As a screenwriter, you would write scripts for films and television, while as a playwright you would create original plays for stage production. The common goal of both screenwriters and playwrights is to tell stories through memorable characters and dialogue. You may also write for new media, such as Web series.
According to the U.S. Bureau of Labor Statistics (BLS), the number of job openings for writers and authors in general is expected to increase by just 3% nationwide, or slower than average, between 2012 and 2022. In May 2012, the BLS reported that writers and authors overall, which includes screenwriters and playwrights, earned a mean salary of $68,420. Writers in radio and television broadcasting made a mean salary of $62,360, while those in the motion picture and video industries had a mean salary of $102,080. In the same year, California and New York were among five states with the highest levels of employment, as well as the highest wages, for writers and authors (www.bls.gov).

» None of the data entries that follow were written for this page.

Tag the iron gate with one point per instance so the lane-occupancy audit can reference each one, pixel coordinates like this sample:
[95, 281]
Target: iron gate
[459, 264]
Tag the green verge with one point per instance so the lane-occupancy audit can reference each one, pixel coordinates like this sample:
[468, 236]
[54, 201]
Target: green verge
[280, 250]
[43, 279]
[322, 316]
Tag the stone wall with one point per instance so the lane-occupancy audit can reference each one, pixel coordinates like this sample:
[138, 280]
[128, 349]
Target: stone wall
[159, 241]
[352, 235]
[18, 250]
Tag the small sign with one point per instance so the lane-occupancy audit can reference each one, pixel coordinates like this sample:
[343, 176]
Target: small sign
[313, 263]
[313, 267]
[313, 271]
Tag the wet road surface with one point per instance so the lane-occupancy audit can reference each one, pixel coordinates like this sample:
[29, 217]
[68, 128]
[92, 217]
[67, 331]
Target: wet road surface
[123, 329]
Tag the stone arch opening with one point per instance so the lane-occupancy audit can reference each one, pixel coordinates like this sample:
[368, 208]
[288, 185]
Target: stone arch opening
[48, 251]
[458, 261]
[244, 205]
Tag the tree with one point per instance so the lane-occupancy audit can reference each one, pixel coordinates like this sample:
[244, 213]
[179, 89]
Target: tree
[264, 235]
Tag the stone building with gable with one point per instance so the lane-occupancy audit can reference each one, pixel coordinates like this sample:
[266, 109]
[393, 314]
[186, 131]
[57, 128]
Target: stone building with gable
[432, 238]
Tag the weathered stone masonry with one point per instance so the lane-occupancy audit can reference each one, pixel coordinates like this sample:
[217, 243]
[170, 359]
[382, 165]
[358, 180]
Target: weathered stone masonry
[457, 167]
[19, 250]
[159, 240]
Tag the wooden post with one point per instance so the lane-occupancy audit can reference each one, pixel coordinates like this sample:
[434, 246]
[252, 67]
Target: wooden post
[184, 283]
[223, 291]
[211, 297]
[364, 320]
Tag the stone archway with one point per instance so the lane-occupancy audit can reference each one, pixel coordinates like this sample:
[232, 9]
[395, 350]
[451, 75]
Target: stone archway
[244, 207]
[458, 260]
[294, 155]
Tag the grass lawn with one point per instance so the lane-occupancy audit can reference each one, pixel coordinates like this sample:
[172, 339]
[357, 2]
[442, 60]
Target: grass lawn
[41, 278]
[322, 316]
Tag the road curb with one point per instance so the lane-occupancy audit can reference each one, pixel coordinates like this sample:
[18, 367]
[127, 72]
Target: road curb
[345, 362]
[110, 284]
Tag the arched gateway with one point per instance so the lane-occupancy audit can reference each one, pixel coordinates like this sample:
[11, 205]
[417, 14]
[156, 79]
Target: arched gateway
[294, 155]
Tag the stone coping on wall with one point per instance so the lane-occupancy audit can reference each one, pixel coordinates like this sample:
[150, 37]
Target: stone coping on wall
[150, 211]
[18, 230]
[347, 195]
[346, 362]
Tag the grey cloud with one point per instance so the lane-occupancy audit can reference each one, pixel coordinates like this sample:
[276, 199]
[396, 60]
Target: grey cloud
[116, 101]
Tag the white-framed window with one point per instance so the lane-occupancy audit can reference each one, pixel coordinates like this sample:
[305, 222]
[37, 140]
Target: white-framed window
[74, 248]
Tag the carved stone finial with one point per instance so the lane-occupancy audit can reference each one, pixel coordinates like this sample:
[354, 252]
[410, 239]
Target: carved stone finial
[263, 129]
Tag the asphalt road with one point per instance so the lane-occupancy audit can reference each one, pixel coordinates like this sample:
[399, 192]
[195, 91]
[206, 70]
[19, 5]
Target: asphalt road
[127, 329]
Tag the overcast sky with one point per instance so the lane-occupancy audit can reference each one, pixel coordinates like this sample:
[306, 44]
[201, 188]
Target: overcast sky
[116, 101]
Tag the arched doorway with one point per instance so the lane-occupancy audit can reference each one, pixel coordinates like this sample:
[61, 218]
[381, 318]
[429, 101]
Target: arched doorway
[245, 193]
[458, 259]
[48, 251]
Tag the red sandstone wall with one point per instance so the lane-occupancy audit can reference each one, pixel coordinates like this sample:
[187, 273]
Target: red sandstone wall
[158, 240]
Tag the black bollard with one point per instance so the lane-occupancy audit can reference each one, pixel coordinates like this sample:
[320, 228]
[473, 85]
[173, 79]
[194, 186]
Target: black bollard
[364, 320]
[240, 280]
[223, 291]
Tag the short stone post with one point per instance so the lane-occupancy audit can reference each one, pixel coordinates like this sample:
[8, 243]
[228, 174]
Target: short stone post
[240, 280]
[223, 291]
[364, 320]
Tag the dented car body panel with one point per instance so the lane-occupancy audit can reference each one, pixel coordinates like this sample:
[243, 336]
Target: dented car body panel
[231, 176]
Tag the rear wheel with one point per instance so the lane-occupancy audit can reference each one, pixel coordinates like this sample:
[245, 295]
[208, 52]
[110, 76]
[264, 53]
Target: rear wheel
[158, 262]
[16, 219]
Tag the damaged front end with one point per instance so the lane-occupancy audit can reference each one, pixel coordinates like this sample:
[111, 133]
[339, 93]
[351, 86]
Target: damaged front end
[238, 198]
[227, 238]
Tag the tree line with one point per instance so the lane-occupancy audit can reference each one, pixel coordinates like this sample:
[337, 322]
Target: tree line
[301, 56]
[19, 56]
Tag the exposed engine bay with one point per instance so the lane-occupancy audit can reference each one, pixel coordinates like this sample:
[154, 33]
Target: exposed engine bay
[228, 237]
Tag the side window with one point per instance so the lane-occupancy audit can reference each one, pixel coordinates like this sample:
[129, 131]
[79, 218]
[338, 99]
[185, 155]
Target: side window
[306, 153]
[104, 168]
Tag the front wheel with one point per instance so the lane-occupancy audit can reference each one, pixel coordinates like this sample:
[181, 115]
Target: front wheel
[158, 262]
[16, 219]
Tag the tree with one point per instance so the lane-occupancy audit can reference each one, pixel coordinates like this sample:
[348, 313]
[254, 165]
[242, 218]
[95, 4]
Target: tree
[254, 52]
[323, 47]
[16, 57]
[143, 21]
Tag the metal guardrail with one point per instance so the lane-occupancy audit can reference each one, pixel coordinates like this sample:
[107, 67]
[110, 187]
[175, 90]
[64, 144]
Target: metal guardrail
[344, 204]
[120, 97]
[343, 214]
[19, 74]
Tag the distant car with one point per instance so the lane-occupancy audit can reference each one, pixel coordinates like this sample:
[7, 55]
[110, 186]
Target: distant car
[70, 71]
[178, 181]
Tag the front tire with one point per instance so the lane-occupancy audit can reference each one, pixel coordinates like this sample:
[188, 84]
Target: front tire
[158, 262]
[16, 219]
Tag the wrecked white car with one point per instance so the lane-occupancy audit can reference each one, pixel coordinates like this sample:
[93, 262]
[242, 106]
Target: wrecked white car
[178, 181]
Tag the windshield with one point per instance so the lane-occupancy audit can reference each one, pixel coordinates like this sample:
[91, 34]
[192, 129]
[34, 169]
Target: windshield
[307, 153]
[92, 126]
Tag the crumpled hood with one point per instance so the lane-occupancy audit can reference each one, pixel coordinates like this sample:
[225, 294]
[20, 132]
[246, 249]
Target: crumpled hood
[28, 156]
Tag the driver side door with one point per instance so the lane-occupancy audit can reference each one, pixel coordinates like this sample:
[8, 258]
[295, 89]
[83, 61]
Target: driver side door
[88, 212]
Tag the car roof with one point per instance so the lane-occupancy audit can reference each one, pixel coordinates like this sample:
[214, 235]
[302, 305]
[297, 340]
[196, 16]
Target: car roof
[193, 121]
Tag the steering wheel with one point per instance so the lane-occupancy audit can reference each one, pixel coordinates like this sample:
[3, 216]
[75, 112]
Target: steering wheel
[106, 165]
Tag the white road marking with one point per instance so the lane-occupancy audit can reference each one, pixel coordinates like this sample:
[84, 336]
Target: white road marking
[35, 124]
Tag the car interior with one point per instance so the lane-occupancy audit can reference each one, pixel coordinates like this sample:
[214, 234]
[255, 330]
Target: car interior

Although a degree isn't necessary to become a screenwriter or playwright, an educational program can help you develop your craft and improve your writing skills. Educational programs in screenwriting and playwriting can be found at the certificate, associate's, bachelor's and graduate levels. Degree programs in these areas can help you expand your narrative skills by focusing on the elements of story structure, character, scene development and dialogue. Some programs also stress the development of industry connections and networking.
At the associate's degree level, you may find programs with creative writing concentrations, which can be a good starting point for your studies. At this level, playwriting and screenwriting are less commonly found fields of study, but they're still available. You may also find bachelor's degree programs in creative writing devoted to screenwriting, playwrighting or both, as well as Master of Fine Arts in Creative Writing programs. Graduates are prepared to become professional screenwriters and playwrights or work in other aspects of film and theater production.
If you're interested in a doctoral degree, you might want to consider a concentration in film studies or theater studies. These programs can focus on the study and analysis of movies and plays, along with specific artists, according to their historical, cultural and artistic significance. A doctoral degree would qualify you to work in academia.
You'll need good writing and narrative skills, as well as a passion for the craft, since the film and theater industries can be competitive and stressful. If you choose this profession, you'll work on your own, so you can make your own hours. Time-management skills come in handy in order to meet deadlines for projects.